Is Your Defined Benefit Plan Ready for Termination? Part V
Part 5 – Data Quality and Conclusion
This post is the last in a 5-part series on plan termination readiness. In prior weeks, we discussed funded status [Part II and Part III] and plan administration [Part IV]. This week, we’ll wrap things up with a discussion of data quality.
Every pension plan administrator understands the importance of data. There are the basics: date of birth, date of hire, pay history, breaks in service, etc. Then there is non-employment data, like home address and beneficiary information. Depending on the plan, some administrators even need to track sick or vacation time, or employee contributions. This is an integral part of plan management, and all plan administrators understand the importance of accurate data.
At the same time, most administrators will tell you that their data is far from perfect. Payroll systems change and historical data gets archived. Terminated vested participants fail to keep their contact information up to date and fall off the radar. Form-of-payment elections and beneficiary information remain on paper files until the retiree in question dies. For an ongoing plan, these issues are common, and not likely to cause major headaches or problems. When the time comes to terminate, however, these types of data issues can all be major roadblocks to success.
During the termination process, sponsors need to be able to communicate with each and every participant, and need to provide detailed information on each participant’s benefits. Each participant will receive a Notice of Plan Benefits (NOPB). For recent retirees and not-in-pay participants, this notice will need to include the historical data that supports the benefit they earned in the plan. For longer-term retirees, the NOPB will need to include the benefit amount, form of payment, and beneficiary information. Missing or inaccurate information can cause delays and serious problems upon plan termination. The PBGC will review NOPB samples, so it is critical that the notice is complete and accurate.

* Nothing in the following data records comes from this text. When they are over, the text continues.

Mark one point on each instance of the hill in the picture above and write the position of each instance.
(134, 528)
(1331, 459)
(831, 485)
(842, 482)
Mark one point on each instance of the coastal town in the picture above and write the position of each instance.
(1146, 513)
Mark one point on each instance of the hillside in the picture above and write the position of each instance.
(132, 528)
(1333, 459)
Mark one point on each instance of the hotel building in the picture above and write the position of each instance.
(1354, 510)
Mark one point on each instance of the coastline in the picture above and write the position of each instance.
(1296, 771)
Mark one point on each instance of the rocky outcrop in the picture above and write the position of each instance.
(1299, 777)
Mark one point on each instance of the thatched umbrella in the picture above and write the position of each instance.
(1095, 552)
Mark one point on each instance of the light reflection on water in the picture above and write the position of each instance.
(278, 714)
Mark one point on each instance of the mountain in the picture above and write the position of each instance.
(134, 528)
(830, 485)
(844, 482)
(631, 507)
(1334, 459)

During the plan termination process, having up-to-date contact information for all participants is essential to ensure that required notices are received and benefit elections can be made and processed. While returned mail is an obvious indicator of bad addresses, this only captures a subset of the bad addresses. Address searches and outreach campaigns in advance of plan termination can find additional address issues and ensure all participants are reachable once the plan termination process is underway.
Additionally, sponsors will want up-to-date information on participant and beneficiary deaths. For ongoing administration, most plans rely on notification from the beneficiary or estate for a participant’s death. Often, beneficiary deaths are not tracked while the participant is alive. These practices are common for going plans. However, at termination, out-of-date information can result in overpaying benefits and overstating liabilities. Death audits should be performed to avoid these situations; the process of cleaning this up after the fact is often much more time consuming than ongoing prevention processes.

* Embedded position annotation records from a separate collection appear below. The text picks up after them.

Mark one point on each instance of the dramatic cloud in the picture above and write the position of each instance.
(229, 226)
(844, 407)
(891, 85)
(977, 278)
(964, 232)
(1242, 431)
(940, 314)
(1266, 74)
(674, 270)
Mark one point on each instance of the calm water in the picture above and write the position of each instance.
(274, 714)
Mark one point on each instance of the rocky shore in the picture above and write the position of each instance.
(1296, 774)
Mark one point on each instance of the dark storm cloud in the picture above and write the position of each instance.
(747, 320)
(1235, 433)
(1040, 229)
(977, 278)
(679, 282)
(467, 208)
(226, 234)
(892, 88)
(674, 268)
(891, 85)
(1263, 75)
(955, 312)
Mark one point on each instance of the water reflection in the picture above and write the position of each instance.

Action items: In advance of plan termination:
• A detailed review of participant data, including the quality level of accrued benefits, addresses, and demographic information, should be performed.
• Missing information should be noted and accrued benefits certified. It will be easier to improve the data quality and find missing information now than it would be at plan termination.
• Death audits should be performed to true up beneficiary information and verify whether terminated vested participants are still alive. The process of cleaning up this data during the termination is more time consuming and could lead to overfunding.
In Conclusion: How do I know if I’m ready to terminate?
We started this series with the saying “All good things must come to an end.” That applies to blogs as well as pension plans! The key for both is making sure that “the End” is a good one.
As we’ve discussed over the last month, there are a number of areas plan sponsors need to assess before embarking on the actual plan termination process. Evaluating the plan’s funded status on a plan termination basis is a necessary first step [Part II]. But it is also necessary to focus on other matters than can impede the termination. Sponsors will also want to:
• Assess funded status risk and devise a plan for mitigating risks as the plan gets closer to terminating;
• Clean up and verify plan administration including election forms, notices, and plan documents; and
• Ensure that all necessary data is collected and validated.
Getting prepared for a successful plan termination takes time and effort. Neglecting any of the steps we have discussed these past four weeks can jeopardize a plan getting to a good End.